Сухая реплика — и Мáшита направился туда, куда махнул хозяин — хозяин ли? — особняка.

В углу холла действительно располагалась гардеробная стойка, такая же витиеватая, как и картинные рамы на стенах. Он хмыкнул, брезгливо проводя пальцем по лакированному махагону. Вешалка была предметом утилитарным. Всё, что ей полагалось делать, это стоять на полу и удерживать вес одежды. Для выполнения своей функции ей не требовались ни кованые загогулины, ни фигурное основание. Но здесь они были, словно ни на что другое владельцам не пришло в голову тратить деньги.

Что же. Прошло от силы несколько минут, но бывший детектив уже успел сделать определённые выводы.

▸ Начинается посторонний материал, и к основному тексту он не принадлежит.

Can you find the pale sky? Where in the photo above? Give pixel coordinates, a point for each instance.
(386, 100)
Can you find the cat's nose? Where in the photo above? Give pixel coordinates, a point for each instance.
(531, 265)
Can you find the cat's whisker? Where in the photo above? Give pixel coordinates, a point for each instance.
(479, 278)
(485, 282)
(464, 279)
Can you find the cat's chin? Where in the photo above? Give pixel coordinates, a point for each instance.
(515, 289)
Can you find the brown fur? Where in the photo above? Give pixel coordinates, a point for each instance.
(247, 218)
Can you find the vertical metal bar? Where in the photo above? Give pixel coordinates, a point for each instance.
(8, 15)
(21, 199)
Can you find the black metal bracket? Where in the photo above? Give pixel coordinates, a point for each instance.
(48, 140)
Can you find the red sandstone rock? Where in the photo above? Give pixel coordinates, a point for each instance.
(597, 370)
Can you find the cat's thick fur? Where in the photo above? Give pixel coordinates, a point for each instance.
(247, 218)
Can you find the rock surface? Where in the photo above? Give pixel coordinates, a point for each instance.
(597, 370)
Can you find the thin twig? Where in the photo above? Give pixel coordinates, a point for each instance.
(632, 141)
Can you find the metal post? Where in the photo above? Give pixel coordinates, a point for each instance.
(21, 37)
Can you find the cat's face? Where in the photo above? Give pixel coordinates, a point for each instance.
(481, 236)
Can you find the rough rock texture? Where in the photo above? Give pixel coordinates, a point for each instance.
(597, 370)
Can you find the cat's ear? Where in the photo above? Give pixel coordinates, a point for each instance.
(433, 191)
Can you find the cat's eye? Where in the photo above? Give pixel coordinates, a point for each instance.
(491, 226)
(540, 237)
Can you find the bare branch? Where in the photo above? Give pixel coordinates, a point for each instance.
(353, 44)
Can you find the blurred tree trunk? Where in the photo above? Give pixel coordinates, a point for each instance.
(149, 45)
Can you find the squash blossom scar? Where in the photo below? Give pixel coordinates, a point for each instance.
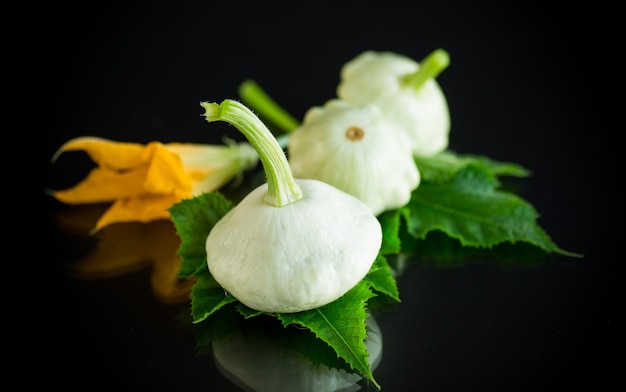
(355, 133)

Первое. Если особняком на самом деле владел человек, представившийся как Казуо Яшики, то он, несомненно, был из той породы замороченных нуворишей, которые из кожи вон лезли ради пыльных фолиантов и викторианской мебели. Второе. Во время их встречи в подвале школы мужчина не произвёл на него впечатления скучающего любителя антикварного хлама. Выходит, он ошибался? Или же Яшики не имел никакого отношения к этим нескольким сотням квадратных метров паркета и бежевых стен?..

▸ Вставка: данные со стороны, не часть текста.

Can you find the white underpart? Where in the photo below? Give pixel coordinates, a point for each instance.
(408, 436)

Где-то на самом дне, в той его части, что так и не смогла расстаться с полицейским значком, зашевелилась назойливая мысль о скваттерстве [1]. Не то чтобы сейчас это имело какое-либо значение, но некоторые привычки так крепко въедались в кости, что вытравить оттуда их было нельзя.

Мáшита высунулся из-за вешалки, сканируя помещение глазами. Яшики он обнаружил в одном из альковов у лестницы. Мужчина так и не снял плаща и даже не потрудился воспользоваться банкеткой, вместо этого застыв на корточках перед изящной алой софой. Его руки бережно скользили по миниатюрной фигурке кого-то, кто сидел там.

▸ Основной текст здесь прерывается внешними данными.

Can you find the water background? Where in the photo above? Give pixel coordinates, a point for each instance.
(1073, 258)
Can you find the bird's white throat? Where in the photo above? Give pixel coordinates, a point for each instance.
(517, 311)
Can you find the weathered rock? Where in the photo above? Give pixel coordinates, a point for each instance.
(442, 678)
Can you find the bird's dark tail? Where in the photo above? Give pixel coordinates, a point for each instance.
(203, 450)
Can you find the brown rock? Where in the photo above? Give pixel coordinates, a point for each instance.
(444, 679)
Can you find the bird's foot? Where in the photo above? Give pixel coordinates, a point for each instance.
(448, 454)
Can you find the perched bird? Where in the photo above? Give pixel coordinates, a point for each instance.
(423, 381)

Мáшита пригляделся. Нет, не кого-то. Чего-то.

Тонкие пальцы с какой-то омерзительной дотошностью перебегали по шарнирным конечностям, по хрупким белым ручонкам, по рюшам странного наряда, а прислушавшись, Мáшита понял, что доносившийся до его ушей шум — это вовсе не шелест листьев снаружи.

Это Яшики бубнил, обращаясь к бездушной фарфоровой кукле.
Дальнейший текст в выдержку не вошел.